Fresenius hatte in der Nacht zum Dienstag mitgeteilt, unter Einbeziehung externer Sachverständiger zu prüfen, ob Akorn gegen Vorgaben der US-Gesundheitsbehörde verstoßen habe. Dabei gehe es um Angaben bei der Produktentwicklung. Der Deal stehe nun auf wackeligeren Beinen als zuvor, sagte Analyst Tom Jones von der Berenberg Bank.

Ob dies eine gute Nachricht für die Kursentwicklung von Fresenius sei oder eine schlechte, sei zum jetzigen Zeitpunkt schwer einzuschätzen. „Einige Investoren wären sicher froh, wenn Fresenius davonlaufen würde. Aber das würde auch nicht ohne Kosten passieren und könnte einen langwierigen Rechtsstreit nach sich ziehen.“ Ein Händler fügte hinzu, Investoren dürften nicht traurig sein über eine mögliche Absage des Deals, da sich das Geschäft von Akorn im vergangenen Jahr verschlechtert habe.

Betrachte man allein die Geschäftsergebnisse von Fresenius, sei die Entwicklung im vierten Quartal 2017 sowie die Prognose für 2018 positiv, sagte Jones. Das bereinigte Konzernergebnis stieg von Oktober bis Dezember um 22 Prozent auf 520 Millionen Euro.

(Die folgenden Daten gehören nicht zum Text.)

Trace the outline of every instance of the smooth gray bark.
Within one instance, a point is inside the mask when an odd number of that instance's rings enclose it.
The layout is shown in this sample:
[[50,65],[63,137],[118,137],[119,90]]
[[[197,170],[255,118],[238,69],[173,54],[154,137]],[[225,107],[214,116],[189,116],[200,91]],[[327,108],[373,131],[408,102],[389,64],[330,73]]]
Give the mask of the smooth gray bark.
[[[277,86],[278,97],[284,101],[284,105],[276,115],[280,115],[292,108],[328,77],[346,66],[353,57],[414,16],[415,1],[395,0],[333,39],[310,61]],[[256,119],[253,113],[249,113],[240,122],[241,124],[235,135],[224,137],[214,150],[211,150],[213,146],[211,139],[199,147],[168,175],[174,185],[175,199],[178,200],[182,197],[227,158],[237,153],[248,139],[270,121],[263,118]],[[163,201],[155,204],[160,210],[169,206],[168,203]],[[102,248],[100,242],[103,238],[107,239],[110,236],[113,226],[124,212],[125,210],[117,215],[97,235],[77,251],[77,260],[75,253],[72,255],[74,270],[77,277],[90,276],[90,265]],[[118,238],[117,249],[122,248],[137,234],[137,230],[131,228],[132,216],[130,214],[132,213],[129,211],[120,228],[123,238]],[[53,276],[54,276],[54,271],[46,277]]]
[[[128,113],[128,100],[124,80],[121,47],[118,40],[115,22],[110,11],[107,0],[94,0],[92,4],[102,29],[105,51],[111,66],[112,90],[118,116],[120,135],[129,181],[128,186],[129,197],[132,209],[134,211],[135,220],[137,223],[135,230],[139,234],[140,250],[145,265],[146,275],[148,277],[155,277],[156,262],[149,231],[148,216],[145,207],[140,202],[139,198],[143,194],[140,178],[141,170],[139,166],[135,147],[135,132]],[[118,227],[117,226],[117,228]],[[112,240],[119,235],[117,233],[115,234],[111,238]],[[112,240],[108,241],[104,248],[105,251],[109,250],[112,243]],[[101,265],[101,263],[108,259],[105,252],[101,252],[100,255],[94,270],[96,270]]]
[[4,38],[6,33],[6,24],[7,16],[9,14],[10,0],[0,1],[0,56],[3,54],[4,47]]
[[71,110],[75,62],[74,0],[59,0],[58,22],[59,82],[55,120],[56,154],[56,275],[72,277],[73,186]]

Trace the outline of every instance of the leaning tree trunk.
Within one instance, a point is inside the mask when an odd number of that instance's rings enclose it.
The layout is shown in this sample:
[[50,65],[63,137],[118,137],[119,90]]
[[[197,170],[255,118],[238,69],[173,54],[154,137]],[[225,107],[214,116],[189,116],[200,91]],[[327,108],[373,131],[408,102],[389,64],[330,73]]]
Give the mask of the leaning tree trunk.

Der Umsatz erhöhte sich um 17 Prozent auf 8,7 Milliarden Euro.


Ebenfalls auf der Gewinnerseite stand der Softwarekonzern SAP. Mit dem Zukauf der US-Firma Callidus will das Unternehmen seinen Marktanteil bei Software für das Kundenmanagement (CRM) steigern und Marktführer Salesforce überholen. „Wir schalten jetzt ein paar Gänge hoch“, sagte SAP-Chef Bill McDermott im Handelsblatt-Interview.

„In ein paar Jahren werden wir mehr verkaufen als Salesforce.“ Der CRM-Markt sei 50 Milliarden Dollar schwer und wachse zweistellig. „Wir haben bisher nicht den Anteil, den wir wollen“, sagte McDermott. Auch in puncto Börsenwert hat der Firmenchef große Ambitionen: „Ziel ist, den Wert zu verdreifachen“, sagte er auf die Frage, wo er den Börsenwert von SAP in acht Jahren sehe. Dieser Optimismus verhalf der SAP-Aktie am Dienstag zu einem Plus von 0,6 Prozent.